We are also asked to consider this same initial value problem but with a new initial condition that u(x, 0) = f(x), where f'(x) is bounded, then to find those characteristic curves and from the Jacobian, determine the earliest possible time at which the solution will break down.
We are also informed that it is not possible to find an explicit form of u as a function of x and t but it is possible to find an implicit solution F(x, t, u) = 0, and we are asked to find it, and I have been looking at YouTube videos all weekend to work out the procedures for solving PDE'S like these, but I am still not sure how to proceed.
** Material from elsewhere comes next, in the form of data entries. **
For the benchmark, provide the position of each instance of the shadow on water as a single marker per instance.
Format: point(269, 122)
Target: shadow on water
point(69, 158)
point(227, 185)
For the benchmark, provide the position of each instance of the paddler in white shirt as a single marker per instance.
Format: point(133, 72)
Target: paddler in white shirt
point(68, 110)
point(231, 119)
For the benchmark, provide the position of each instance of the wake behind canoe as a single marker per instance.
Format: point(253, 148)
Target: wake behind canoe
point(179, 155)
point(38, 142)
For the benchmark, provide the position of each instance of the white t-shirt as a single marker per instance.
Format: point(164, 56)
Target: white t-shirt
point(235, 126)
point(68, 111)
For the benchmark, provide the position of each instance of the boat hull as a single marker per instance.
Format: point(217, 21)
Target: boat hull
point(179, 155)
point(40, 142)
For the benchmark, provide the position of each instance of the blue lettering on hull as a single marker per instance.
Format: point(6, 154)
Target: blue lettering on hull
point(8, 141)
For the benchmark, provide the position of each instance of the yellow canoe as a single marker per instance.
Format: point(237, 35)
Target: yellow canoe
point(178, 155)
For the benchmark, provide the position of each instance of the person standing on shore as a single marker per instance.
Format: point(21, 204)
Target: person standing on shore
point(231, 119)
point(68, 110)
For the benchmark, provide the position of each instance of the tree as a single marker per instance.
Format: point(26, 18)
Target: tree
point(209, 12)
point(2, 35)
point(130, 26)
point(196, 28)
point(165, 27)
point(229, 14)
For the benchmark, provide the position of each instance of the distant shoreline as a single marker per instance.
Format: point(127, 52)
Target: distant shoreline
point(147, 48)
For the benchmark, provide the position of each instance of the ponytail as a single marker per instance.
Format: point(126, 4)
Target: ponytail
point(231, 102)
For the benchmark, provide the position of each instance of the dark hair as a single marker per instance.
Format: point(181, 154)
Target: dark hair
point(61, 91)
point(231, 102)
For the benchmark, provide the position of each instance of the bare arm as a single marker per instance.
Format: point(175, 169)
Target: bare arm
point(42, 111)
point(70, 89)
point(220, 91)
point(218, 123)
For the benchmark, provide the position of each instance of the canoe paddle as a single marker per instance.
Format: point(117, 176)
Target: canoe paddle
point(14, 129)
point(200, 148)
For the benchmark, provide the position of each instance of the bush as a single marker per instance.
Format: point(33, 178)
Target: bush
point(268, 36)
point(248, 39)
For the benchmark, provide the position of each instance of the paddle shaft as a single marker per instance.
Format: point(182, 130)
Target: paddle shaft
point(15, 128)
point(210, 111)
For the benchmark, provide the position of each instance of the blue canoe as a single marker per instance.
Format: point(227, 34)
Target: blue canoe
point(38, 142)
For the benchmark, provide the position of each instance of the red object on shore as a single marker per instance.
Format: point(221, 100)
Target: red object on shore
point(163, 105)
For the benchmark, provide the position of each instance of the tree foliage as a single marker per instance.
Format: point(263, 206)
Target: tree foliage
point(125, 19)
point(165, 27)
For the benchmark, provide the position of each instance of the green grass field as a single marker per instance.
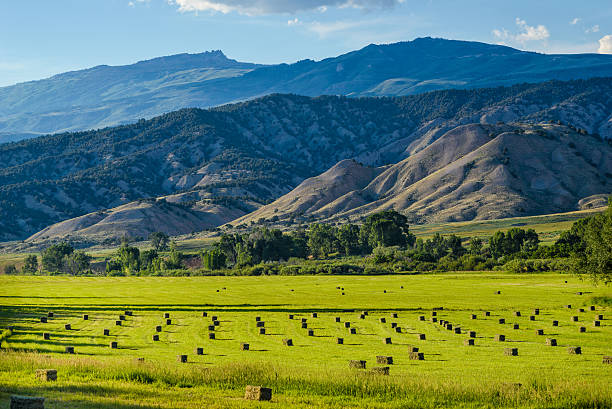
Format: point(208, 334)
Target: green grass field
point(314, 372)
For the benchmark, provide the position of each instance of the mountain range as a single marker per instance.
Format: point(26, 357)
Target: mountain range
point(442, 155)
point(110, 95)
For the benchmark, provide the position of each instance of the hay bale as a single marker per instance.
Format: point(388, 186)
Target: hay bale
point(380, 370)
point(47, 375)
point(384, 360)
point(258, 393)
point(357, 364)
point(27, 402)
point(416, 356)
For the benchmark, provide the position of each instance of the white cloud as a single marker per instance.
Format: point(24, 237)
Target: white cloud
point(259, 7)
point(594, 29)
point(605, 45)
point(525, 34)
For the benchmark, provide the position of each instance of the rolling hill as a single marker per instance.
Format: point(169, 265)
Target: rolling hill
point(104, 96)
point(231, 160)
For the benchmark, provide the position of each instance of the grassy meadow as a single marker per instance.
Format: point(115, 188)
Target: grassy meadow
point(314, 371)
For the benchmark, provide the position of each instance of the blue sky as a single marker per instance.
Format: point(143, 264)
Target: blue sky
point(39, 38)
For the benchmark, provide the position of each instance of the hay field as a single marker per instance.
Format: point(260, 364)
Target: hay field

Finally, we are asked to consider the initial value problem δu/δt - u squared times δu/δx = 0, with initial conditions in a piecewise, Heaviside type set up, u(x, 0) = g(x) = { negative half, if x less than or equal to zero ; 1 if x between zero and 1 exclusive ; and one half when x is greater than or equal to one }
From this we are asked to sketch or plot those base characteristics, then find the solution, as well as determine in which region it is single-valued. Next we sketch or plot the solution for t = 0, 2, 4, and finally find the shock solution for this system.
I have some ideas, but I just need some hints to put it all together, in the way of some step by step procedures. Thank You.
In your integration of u you are confosing the initial value (at t=0) of x and its vakue at a later time. From $u=dx/dt$ and $u=2t-x_o$ one gets $x(t) = t^2 -x_0t + x_0$, i.e.: $u(t^2 -x_0t + x_0, t) = 2t-x_0$. Now, given $x,t$, you can solve for $x_0$ and write the solution $u$ in terms of $x,t$ to get $u(x,t) = 2t - (x-t)/(1-t)$ for small $t$.